[Video] Exploring the art of K-pop dance

By Rumy Doo

May J. Lee explains how popular K-pop choreography, at once complex and intuitive, is born

Published : Jan 31, 2018 - 13:36
Updated : Jan 31, 2018 - 13:51

For choreographer May J. Lee, K-pop dance comes off as a mix of two conflicting features.

It’s complex, incorporating all different genres of dance depending on a song’s concept, but still simple enough to be catchy, says Lee, the co-creator of the dances for Twice’s “Knock Knock” and Jay Park’s “All I Wanna Do.”

Choreography has become inseparable from K-pop, from Psy’s easy-to-follow “Gangnam Style” gallop to BTS’ vigorous on-stage performances, where its members showcase complicated routines in complete sync.

Though all dance is a form of expression, in K-pop, choreography offers an even more direct delivery of the lyrics, according to Lee. 



The dance sequence for “Knock Knock,” for example, features its members knocking on each other’s backs and opening their arms like sliding doors.

“When creating a dance, we start out by directly acting out the words, in a sort of one-dimensional fashion,” said the dancer, whose real name is Lee Ji-hyun, in an interview with The Korea Herald last Friday at Seoul’s 1Million Dance Studio. “Those moves are then developed into bigger movements.”

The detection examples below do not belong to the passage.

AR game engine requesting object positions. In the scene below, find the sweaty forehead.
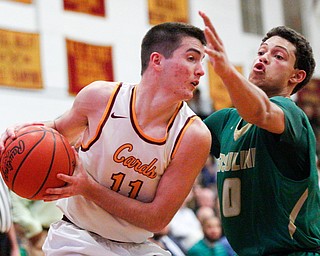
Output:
[179,37,204,55]
[261,36,296,53]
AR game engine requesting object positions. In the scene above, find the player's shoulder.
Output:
[80,80,119,94]
[188,117,211,144]
[76,81,119,103]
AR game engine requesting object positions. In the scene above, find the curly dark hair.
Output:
[141,22,206,75]
[262,26,316,95]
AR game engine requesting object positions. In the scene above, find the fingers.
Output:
[199,11,223,51]
[0,127,17,156]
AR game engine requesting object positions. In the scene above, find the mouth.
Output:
[253,62,266,73]
[191,81,199,87]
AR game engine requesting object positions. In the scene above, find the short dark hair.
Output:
[141,22,206,75]
[262,26,316,95]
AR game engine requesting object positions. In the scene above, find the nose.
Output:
[196,63,205,76]
[259,54,269,64]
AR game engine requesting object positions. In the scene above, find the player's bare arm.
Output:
[199,12,285,134]
[49,81,115,144]
[46,119,211,232]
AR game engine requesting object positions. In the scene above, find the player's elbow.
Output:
[147,214,171,233]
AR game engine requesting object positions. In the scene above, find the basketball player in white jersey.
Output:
[0,23,211,256]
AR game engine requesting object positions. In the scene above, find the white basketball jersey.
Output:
[58,83,197,243]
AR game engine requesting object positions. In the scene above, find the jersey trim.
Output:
[171,115,199,159]
[130,87,183,145]
[81,83,122,152]
[288,189,308,239]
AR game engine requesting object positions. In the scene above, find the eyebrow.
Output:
[186,48,205,58]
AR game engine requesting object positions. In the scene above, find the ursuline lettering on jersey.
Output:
[218,148,256,172]
[113,143,158,179]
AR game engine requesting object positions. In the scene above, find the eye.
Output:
[188,55,196,62]
[274,54,283,60]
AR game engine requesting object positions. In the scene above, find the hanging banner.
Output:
[11,0,32,4]
[0,30,43,89]
[208,62,243,111]
[66,39,113,95]
[63,0,106,17]
[148,0,189,25]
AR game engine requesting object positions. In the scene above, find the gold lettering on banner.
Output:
[67,39,113,94]
[148,0,189,25]
[0,30,43,89]
[63,0,106,17]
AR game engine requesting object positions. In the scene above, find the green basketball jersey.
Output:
[205,97,320,256]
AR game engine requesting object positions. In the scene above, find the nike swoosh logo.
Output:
[111,112,127,118]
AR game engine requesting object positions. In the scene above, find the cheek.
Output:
[172,64,190,77]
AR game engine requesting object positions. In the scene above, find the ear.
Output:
[150,52,162,68]
[290,69,307,84]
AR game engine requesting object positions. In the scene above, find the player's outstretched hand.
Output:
[0,123,43,157]
[43,147,96,202]
[199,11,232,77]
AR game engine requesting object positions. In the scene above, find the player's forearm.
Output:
[222,67,271,124]
[86,183,171,232]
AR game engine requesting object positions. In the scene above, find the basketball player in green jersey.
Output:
[200,12,320,256]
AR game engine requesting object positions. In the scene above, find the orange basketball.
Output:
[0,126,76,200]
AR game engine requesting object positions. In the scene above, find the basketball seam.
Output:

1Million Studio, a collective of expert dancers who create and teach original choreography, has come into explosive international popularity on YouTube for its K-pop dance videos that often feature celebrities like Jo Kwon and Jia. About 60-70 percent of the studio’s students are foreign, hailing from all parts of the world including Brazil, Mexico and Australia. Lee, a professional dancer of 10 years with a background in hiphop dance, has been with the studio for the past four years.

May J. Lee performs a dance at 1Million Dance Studio in Gangnam-gu, Seoul on Jan. 26. (1Million Dance Studio)


K-pop lyrics tend to be very specific, dealing with subtle emotions and everyday actions, according to Lee. K-pop dance takes these lyrics and turns them into memorable gestures, she says. “We’ll use our hands and fingers a lot to express the words.”

Nowadays, K-pop choreography is the brainchild of multiple creators who contribute snippets to complete a whole. When commissioned a song, choreographers listen to the lyrics repeatedly and create movements for the parts that inspire them, Lee said. Coming up with new moves poses a challenge, and dancers spend hours in front of the mirror playing with gestures.

“You find many of the same themes in K-pop. But we need to make a song pop out from the other songs, through dance.” 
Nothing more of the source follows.